For scalability and privacy reasons the Internet designers intentionally left out identity out of the architecture. Today identity (and trust) is provisioned at the application layer by apps like Facebook that require users to reveal their true identity. This revelation minimally includes user’s true name (situation is a little different on Twitter). What is interesting is that surprisingly names carry (and unintentionally leak) a lot of information, including gender, age, ethnicity and even birth location of the individual. So next time you tag a friend’s photo on Facebook with their name think what information you are revealing (yes, there are image recognition algorithms out there that use the name to help in the recognition task).
The problem we wanted to solve can be stated simply as: “given a name, design an algorithm that can predict the gender, ethnicity and age of the individual”. In this post we will describe the path we took to solve the first (simpler) part of the problem – predicting the gender. Future post will describe the other predictions.
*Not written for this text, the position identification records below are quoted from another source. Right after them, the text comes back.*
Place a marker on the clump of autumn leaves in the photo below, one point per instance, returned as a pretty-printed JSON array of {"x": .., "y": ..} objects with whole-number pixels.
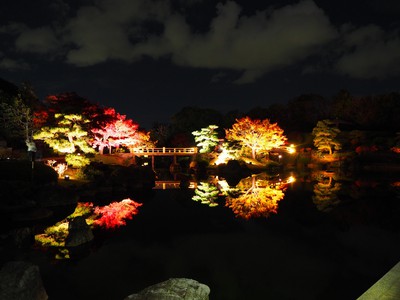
[{"x": 76, "y": 128}]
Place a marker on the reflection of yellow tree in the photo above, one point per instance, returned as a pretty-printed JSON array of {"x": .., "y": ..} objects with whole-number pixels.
[
  {"x": 256, "y": 201},
  {"x": 325, "y": 192},
  {"x": 206, "y": 193}
]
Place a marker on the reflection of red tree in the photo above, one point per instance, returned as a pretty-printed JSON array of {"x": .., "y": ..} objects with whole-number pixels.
[
  {"x": 116, "y": 213},
  {"x": 257, "y": 202}
]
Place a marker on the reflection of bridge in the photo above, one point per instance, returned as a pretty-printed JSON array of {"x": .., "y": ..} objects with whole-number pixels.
[
  {"x": 171, "y": 184},
  {"x": 164, "y": 152}
]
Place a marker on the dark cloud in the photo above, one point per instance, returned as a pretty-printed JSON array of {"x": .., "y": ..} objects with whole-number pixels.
[{"x": 253, "y": 43}]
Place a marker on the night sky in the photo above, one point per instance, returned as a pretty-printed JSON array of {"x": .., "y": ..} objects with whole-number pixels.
[{"x": 149, "y": 59}]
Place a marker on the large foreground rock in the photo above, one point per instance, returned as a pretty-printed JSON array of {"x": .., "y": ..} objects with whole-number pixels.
[
  {"x": 21, "y": 281},
  {"x": 79, "y": 232},
  {"x": 174, "y": 289}
]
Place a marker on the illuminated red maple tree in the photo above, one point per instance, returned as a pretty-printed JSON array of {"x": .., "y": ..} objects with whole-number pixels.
[
  {"x": 117, "y": 131},
  {"x": 257, "y": 135},
  {"x": 116, "y": 213}
]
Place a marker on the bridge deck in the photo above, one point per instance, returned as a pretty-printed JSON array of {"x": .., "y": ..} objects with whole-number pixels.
[{"x": 164, "y": 151}]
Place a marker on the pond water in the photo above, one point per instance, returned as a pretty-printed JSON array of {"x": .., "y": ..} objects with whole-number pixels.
[{"x": 328, "y": 238}]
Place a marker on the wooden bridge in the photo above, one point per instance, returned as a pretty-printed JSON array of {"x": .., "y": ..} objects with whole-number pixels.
[
  {"x": 172, "y": 184},
  {"x": 152, "y": 152},
  {"x": 164, "y": 151}
]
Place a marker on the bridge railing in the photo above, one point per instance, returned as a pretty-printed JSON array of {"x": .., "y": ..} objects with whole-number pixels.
[{"x": 191, "y": 150}]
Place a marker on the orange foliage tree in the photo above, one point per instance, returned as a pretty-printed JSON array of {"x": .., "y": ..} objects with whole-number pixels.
[
  {"x": 258, "y": 135},
  {"x": 116, "y": 213},
  {"x": 117, "y": 131}
]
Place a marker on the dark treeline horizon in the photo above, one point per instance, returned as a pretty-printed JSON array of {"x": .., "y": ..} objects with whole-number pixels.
[{"x": 300, "y": 114}]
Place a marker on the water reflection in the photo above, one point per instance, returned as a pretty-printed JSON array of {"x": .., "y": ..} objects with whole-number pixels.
[
  {"x": 254, "y": 196},
  {"x": 87, "y": 216},
  {"x": 326, "y": 190}
]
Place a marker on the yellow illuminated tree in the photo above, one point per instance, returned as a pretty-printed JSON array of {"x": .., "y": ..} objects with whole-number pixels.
[
  {"x": 206, "y": 138},
  {"x": 69, "y": 137},
  {"x": 257, "y": 135},
  {"x": 325, "y": 133}
]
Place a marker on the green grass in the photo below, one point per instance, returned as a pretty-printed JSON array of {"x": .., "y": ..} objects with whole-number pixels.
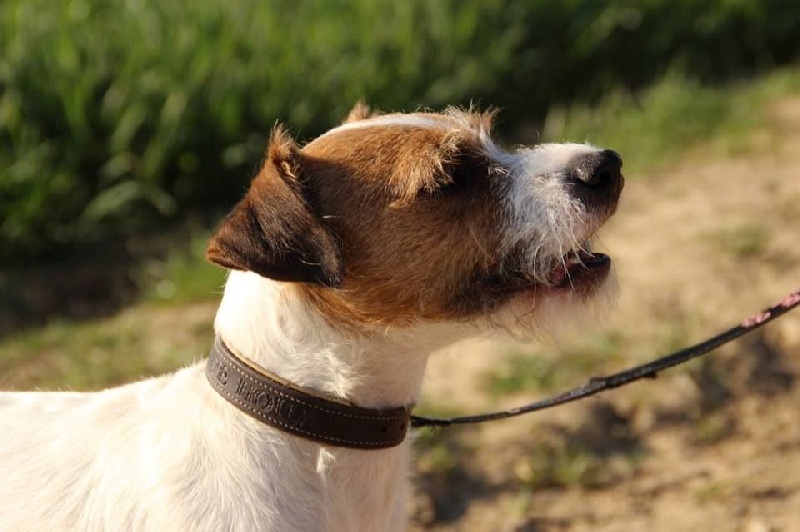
[
  {"x": 142, "y": 341},
  {"x": 656, "y": 126},
  {"x": 184, "y": 276}
]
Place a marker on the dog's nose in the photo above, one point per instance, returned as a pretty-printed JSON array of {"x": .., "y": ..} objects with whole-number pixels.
[{"x": 597, "y": 178}]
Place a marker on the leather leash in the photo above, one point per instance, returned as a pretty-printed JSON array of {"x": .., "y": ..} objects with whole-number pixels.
[{"x": 615, "y": 380}]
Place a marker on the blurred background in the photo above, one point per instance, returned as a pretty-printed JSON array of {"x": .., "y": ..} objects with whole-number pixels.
[{"x": 127, "y": 128}]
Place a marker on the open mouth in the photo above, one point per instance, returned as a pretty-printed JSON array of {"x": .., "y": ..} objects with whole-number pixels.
[{"x": 580, "y": 269}]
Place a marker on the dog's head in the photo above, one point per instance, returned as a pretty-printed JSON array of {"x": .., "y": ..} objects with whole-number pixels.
[{"x": 402, "y": 218}]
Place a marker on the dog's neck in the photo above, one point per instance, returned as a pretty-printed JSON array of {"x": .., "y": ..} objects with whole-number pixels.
[{"x": 265, "y": 322}]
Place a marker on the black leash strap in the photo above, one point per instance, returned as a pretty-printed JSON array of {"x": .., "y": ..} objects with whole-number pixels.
[{"x": 645, "y": 371}]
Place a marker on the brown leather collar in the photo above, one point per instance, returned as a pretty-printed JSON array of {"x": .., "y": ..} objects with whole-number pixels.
[{"x": 287, "y": 408}]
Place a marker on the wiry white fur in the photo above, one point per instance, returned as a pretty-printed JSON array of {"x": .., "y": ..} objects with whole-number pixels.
[
  {"x": 171, "y": 454},
  {"x": 545, "y": 216}
]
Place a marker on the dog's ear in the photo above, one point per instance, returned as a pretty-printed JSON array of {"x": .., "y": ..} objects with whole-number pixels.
[
  {"x": 360, "y": 111},
  {"x": 274, "y": 230}
]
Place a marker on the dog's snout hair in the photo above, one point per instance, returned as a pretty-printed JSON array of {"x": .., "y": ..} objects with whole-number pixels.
[{"x": 352, "y": 258}]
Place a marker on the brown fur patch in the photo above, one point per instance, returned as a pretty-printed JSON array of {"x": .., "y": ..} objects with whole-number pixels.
[
  {"x": 274, "y": 230},
  {"x": 419, "y": 218}
]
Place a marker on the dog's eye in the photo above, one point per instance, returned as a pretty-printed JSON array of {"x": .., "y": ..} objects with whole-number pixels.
[{"x": 466, "y": 172}]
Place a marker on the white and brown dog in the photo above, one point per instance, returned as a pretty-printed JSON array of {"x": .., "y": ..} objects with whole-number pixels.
[{"x": 353, "y": 258}]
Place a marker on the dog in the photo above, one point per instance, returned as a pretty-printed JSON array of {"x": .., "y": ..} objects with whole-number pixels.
[{"x": 351, "y": 260}]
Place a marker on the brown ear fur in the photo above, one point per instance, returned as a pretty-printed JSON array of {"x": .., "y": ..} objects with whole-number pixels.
[{"x": 273, "y": 231}]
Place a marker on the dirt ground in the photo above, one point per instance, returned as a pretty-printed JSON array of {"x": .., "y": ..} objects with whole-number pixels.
[{"x": 697, "y": 246}]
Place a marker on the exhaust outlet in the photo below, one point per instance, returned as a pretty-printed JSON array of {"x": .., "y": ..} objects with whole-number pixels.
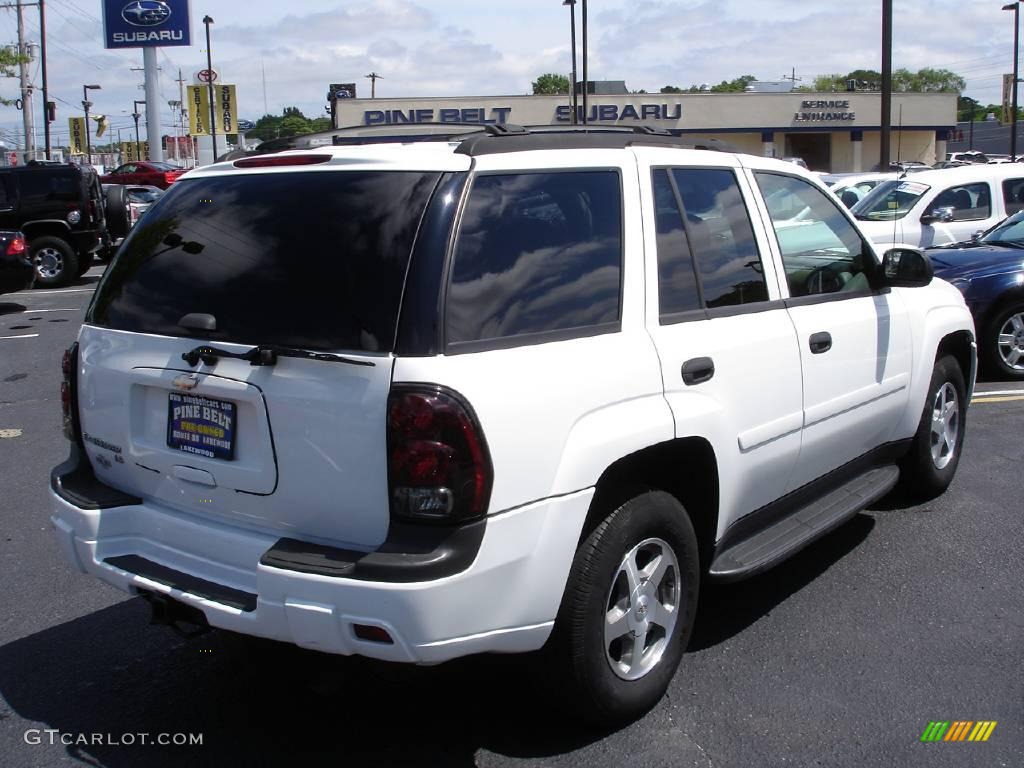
[{"x": 169, "y": 612}]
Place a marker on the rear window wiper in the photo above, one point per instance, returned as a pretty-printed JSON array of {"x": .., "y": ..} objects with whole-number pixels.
[{"x": 265, "y": 354}]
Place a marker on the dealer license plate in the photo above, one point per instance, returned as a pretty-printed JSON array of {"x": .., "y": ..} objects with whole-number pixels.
[{"x": 202, "y": 426}]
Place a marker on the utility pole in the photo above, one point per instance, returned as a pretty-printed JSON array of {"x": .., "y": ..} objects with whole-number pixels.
[
  {"x": 887, "y": 84},
  {"x": 46, "y": 93},
  {"x": 374, "y": 77},
  {"x": 181, "y": 112},
  {"x": 23, "y": 69}
]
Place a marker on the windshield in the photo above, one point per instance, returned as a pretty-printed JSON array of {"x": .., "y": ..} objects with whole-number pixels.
[
  {"x": 890, "y": 200},
  {"x": 312, "y": 260},
  {"x": 1010, "y": 230}
]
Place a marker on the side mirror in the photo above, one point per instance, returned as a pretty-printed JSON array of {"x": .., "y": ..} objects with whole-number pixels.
[
  {"x": 906, "y": 267},
  {"x": 943, "y": 214}
]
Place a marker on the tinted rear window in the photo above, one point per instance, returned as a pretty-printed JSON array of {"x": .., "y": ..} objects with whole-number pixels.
[{"x": 314, "y": 260}]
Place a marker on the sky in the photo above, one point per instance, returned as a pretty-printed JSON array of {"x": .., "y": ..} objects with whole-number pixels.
[{"x": 450, "y": 47}]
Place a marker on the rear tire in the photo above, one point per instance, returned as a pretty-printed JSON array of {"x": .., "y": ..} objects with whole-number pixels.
[
  {"x": 627, "y": 612},
  {"x": 54, "y": 260},
  {"x": 931, "y": 463},
  {"x": 1003, "y": 342},
  {"x": 116, "y": 208}
]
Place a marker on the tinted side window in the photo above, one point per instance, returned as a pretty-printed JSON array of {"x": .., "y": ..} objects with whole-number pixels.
[
  {"x": 1013, "y": 194},
  {"x": 677, "y": 285},
  {"x": 970, "y": 202},
  {"x": 537, "y": 253},
  {"x": 821, "y": 251},
  {"x": 41, "y": 186},
  {"x": 721, "y": 237}
]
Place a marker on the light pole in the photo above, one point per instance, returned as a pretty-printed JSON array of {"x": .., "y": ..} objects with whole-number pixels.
[
  {"x": 585, "y": 83},
  {"x": 209, "y": 68},
  {"x": 571, "y": 4},
  {"x": 175, "y": 104},
  {"x": 138, "y": 145},
  {"x": 1016, "y": 8},
  {"x": 86, "y": 103}
]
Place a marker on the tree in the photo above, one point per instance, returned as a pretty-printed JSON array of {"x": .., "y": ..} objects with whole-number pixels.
[
  {"x": 733, "y": 86},
  {"x": 867, "y": 80},
  {"x": 290, "y": 123},
  {"x": 8, "y": 64},
  {"x": 551, "y": 83}
]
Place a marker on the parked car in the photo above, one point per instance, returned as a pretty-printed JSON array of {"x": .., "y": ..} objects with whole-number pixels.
[
  {"x": 16, "y": 272},
  {"x": 851, "y": 188},
  {"x": 989, "y": 271},
  {"x": 540, "y": 385},
  {"x": 59, "y": 208},
  {"x": 939, "y": 207},
  {"x": 969, "y": 156},
  {"x": 161, "y": 175}
]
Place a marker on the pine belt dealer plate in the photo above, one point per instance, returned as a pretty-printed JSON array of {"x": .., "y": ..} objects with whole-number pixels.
[{"x": 201, "y": 426}]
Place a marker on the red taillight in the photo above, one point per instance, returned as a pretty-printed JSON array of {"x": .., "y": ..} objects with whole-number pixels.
[
  {"x": 68, "y": 368},
  {"x": 271, "y": 161},
  {"x": 15, "y": 247},
  {"x": 438, "y": 466}
]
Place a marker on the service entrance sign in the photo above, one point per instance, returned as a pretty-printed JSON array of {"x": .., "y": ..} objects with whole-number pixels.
[{"x": 141, "y": 24}]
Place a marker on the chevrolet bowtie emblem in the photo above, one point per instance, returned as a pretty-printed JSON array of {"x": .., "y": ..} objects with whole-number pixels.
[{"x": 185, "y": 381}]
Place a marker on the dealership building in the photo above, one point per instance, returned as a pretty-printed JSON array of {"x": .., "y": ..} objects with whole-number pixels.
[{"x": 837, "y": 132}]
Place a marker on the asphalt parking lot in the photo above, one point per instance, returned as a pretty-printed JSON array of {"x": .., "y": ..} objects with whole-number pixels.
[{"x": 839, "y": 657}]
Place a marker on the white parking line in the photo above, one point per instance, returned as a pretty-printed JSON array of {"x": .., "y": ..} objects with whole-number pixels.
[{"x": 27, "y": 294}]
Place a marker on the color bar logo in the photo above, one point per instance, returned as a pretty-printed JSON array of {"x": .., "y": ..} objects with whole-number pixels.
[{"x": 958, "y": 730}]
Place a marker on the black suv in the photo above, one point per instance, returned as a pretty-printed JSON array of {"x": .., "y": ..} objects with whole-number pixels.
[{"x": 60, "y": 210}]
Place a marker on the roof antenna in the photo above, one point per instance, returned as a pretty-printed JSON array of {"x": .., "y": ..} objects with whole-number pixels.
[{"x": 902, "y": 173}]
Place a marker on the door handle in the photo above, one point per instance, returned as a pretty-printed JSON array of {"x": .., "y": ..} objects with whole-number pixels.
[
  {"x": 697, "y": 371},
  {"x": 820, "y": 342}
]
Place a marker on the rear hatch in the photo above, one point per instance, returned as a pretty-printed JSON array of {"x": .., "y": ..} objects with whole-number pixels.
[{"x": 303, "y": 272}]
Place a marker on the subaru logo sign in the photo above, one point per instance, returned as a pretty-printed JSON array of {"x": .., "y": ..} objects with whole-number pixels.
[
  {"x": 145, "y": 12},
  {"x": 140, "y": 24}
]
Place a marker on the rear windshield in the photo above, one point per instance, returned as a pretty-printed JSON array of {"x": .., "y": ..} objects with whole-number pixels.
[
  {"x": 890, "y": 200},
  {"x": 313, "y": 260}
]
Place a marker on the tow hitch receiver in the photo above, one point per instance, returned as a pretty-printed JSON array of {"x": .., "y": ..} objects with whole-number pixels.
[{"x": 168, "y": 611}]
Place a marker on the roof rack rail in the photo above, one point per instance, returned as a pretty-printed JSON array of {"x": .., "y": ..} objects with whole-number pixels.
[
  {"x": 652, "y": 130},
  {"x": 505, "y": 129}
]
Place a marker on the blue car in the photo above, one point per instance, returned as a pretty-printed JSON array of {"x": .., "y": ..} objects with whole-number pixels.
[{"x": 989, "y": 271}]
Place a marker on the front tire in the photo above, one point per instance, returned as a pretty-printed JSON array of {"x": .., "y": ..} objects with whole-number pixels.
[
  {"x": 628, "y": 610},
  {"x": 929, "y": 467},
  {"x": 54, "y": 260},
  {"x": 1004, "y": 342}
]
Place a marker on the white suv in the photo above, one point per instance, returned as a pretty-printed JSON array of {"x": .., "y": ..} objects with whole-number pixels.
[{"x": 510, "y": 391}]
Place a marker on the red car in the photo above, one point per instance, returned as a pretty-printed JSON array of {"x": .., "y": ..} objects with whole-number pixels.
[{"x": 144, "y": 172}]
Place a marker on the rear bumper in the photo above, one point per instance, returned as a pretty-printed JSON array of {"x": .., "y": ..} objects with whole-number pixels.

The problem sounds simple enough–simply have a dictionary lookup. However there are some corner conditions that add complexity. For instance, researchers at CMU using the United States Social Security Baby Name DB as their data source found that:
there is nearly twice the diversity in the names selected for females (entropy of ﬁrst names, given female H(p|g = female)=9.20 bits) than for males (H(p|g = male)=8.22 bits). The majority of ﬁrst names are strongly associated with one gender or the other. The entropy of gender is nearly one bit (0.998) but the conditional entropy of gender given ﬁrst name is only H(g|p = n)=0.055. However, some names are surprisingly gender-neutral. For example, the names “Peyton”, “Finley”, “Kris”, “Kerry” and “Avery” all have near equal probability of being assigned to either a boy or girl.
We aggregated a series of name data sources (including the US Social Security Baby names DB mentioned above) and constructed a distributional model of names from all sources. Then given a name an expectation maximization algorithm predicts the likelihood of gender of names. You can access this service as a API via this URL
The output is a JSON object where “gender” key can have “male”,”female”,”unknown” values.
We hope you find this API useful. Comments and feedback as always welcomed.